どんな政権だろうがどんな政策だろうが、(市場原理主義政権だろうが、社会主義政権だろうが)、それとは全く独立して、地域社会の分厚さを取り戻すために我々ができることはいくらでもあるのではないでしょうか。というより、国単位でできることなど高が知れているというか・・・。

tip | 2010年07月11日 15:51

ライフリンクの清水さん、なぜ参与を辞任されたのか、ずっと分からなかったのですが、今回のお話で理解できました。自殺問題は、宮台さんの仰る「雨漏り・バケツ」比喩の解決の糸口としては物凄く可能性を感じられた政策です。連帯保証制度等をはじめとして、様々な問題に広がり、様々なシステム変更に繋がるかと思えたのに大変残念です。

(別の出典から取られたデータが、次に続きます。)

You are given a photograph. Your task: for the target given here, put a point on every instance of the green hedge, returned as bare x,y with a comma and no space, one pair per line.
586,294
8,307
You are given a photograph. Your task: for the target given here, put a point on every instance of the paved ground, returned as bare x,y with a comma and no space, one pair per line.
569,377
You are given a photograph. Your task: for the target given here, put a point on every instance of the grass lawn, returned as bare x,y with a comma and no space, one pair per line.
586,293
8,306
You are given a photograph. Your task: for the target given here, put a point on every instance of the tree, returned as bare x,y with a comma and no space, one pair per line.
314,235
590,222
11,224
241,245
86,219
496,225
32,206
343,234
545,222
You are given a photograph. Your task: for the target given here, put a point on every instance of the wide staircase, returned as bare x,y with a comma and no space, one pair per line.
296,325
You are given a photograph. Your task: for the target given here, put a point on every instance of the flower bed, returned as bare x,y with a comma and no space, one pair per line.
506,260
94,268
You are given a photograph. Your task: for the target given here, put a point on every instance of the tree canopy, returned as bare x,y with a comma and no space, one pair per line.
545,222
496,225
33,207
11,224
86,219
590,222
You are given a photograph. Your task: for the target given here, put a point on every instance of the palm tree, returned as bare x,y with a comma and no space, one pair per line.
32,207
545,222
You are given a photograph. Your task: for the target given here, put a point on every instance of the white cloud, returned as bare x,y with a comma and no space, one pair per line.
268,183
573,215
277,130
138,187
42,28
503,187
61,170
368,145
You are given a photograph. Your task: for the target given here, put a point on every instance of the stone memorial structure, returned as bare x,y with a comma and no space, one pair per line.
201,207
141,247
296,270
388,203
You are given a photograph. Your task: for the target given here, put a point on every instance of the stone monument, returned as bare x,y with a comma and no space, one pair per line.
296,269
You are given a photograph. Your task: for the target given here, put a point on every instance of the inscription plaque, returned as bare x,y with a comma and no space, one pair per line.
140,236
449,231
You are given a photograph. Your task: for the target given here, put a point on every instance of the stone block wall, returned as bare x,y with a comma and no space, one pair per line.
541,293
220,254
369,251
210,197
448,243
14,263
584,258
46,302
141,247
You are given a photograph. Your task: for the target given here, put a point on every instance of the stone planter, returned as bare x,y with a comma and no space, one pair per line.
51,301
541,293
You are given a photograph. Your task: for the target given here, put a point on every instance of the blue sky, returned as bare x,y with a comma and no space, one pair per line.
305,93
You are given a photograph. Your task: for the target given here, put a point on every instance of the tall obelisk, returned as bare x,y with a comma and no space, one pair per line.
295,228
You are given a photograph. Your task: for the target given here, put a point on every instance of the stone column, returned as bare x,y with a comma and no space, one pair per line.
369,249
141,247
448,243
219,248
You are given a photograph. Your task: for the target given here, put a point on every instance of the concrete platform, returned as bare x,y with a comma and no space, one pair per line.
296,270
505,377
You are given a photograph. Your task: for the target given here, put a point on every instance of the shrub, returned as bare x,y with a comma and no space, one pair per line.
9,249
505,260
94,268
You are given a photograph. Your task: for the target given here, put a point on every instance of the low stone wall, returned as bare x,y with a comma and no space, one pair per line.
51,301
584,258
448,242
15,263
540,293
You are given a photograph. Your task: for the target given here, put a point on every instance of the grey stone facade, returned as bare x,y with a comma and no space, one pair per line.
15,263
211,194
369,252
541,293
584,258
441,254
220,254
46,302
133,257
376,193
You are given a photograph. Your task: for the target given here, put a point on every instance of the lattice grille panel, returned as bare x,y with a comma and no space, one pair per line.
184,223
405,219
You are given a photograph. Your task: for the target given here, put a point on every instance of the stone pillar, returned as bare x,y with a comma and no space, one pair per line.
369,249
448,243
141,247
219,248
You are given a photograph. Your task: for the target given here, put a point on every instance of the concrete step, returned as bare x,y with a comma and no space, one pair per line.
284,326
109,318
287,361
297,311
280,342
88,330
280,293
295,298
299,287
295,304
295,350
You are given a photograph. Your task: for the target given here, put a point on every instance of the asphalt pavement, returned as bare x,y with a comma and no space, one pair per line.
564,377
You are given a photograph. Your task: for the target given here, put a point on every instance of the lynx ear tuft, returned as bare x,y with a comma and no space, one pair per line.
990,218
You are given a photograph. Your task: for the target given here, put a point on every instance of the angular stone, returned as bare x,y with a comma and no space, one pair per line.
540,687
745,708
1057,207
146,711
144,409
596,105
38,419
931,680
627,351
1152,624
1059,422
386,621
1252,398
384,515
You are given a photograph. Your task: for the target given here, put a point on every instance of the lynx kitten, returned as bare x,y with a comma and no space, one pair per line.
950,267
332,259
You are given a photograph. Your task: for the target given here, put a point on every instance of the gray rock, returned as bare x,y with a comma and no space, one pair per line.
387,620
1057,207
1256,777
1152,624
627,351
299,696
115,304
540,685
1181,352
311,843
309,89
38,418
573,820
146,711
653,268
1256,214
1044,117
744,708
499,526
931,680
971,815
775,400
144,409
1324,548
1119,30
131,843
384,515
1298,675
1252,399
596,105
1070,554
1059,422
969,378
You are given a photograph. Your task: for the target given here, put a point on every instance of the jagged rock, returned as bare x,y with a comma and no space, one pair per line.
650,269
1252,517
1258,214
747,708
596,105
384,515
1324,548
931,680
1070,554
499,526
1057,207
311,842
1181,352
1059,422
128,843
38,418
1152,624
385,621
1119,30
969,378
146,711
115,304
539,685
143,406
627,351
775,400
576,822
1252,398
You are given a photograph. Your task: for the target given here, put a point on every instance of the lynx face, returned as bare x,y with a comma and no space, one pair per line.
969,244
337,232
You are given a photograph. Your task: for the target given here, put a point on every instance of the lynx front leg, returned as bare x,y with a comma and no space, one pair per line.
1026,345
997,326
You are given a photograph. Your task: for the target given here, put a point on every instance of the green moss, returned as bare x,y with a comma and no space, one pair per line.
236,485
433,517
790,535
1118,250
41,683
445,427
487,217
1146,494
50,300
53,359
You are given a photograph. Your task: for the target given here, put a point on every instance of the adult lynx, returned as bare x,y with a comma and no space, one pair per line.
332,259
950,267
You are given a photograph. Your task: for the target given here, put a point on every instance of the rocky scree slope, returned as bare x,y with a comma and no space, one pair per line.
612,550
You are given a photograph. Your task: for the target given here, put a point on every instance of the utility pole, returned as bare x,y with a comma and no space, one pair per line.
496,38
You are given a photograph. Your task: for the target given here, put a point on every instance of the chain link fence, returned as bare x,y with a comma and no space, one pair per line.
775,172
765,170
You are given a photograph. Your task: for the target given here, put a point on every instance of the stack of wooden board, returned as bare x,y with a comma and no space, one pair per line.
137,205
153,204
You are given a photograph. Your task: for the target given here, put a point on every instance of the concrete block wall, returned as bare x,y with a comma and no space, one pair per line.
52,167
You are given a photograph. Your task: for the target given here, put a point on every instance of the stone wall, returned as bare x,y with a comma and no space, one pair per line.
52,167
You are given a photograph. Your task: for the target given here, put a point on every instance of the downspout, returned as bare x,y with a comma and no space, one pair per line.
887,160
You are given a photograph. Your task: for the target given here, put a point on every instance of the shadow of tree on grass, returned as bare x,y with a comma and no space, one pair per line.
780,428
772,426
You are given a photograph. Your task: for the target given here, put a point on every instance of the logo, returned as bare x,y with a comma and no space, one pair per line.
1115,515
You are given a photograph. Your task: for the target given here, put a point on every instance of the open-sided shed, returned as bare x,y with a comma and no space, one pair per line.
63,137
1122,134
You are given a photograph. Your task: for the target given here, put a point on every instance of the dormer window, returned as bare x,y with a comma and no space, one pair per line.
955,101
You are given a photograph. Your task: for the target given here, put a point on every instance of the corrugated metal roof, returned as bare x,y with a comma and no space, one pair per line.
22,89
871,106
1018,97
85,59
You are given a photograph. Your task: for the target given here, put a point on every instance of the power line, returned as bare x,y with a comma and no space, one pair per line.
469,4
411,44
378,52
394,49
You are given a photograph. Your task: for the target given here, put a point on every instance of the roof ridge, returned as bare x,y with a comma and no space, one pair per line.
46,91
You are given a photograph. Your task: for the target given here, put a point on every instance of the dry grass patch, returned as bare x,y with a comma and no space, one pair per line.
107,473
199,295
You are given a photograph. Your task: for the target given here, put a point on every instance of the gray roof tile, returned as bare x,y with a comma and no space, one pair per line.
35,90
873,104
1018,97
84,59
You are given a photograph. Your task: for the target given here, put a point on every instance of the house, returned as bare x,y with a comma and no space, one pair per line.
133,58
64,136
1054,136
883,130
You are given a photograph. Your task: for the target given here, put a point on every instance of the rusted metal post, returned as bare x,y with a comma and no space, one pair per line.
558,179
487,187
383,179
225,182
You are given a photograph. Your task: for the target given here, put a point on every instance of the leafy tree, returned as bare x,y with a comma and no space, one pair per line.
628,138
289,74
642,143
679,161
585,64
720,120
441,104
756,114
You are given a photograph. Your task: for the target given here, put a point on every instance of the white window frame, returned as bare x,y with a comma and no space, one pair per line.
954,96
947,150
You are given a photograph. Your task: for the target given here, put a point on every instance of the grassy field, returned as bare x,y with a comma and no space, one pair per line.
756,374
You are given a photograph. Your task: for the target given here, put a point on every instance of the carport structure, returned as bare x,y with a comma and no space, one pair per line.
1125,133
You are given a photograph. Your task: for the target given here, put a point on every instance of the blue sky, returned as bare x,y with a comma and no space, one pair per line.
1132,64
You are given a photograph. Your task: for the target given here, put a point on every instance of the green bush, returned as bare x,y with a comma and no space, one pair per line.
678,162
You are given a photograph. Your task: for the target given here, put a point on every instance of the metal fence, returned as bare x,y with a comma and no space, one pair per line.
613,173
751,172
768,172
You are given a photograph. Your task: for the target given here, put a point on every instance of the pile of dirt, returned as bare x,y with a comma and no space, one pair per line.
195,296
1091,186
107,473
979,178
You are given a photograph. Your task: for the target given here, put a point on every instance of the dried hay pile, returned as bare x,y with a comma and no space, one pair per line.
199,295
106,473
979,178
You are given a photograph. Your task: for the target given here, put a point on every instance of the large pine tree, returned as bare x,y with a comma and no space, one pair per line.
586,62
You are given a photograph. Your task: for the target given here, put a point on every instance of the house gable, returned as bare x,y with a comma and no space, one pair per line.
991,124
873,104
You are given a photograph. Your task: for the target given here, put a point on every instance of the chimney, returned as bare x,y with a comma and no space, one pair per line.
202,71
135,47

しかしでも、今回ばかりは、どうすれば良いのか全く分からず途方に暮れていたのですが、宮台先生までが不在者投票されず、迷っておられるわけで、私が悩むのも当たり前ですね。最も私の場合は、悩んでも出口はないのですがw

っていうか、私の心配は、これから暑くなるので、神保さんも宮台さんもスタッフのみなさんも、お体には気を付けていただきたいということかな。しっかり夏休みをとられたほうがいいかもです。3〜4回パスは許しますよ。怖いもの見たさに番組を見て、見たら案の定、崖っぷちだと「心の平穏」にも悪いしw 「得体の知れないもの」を見て、涼しくなりたいというご意見もあるかもですがw

こや | 2010年07月11日 05:09

自分が感じていることを明確に言われるのは実に快感ですね。「政策よりも人物」、「どういう社会を作るかが目的で政治手法や経済は手段」、「民主党政権はPDCAが回っていない(意訳ですが)」、すべて同意です。

菅政権の「なんかやな感じ」が言語化されたのも痛快でした。しかし日本国民としてはあんまり喜んでいられない話ではあります。

toyokawa | 2010年07月11日 01:48

炭酸ガス見える化賛成。詳しくは橋爪大三郎の「炭素会計入門」を読んで下さいませ。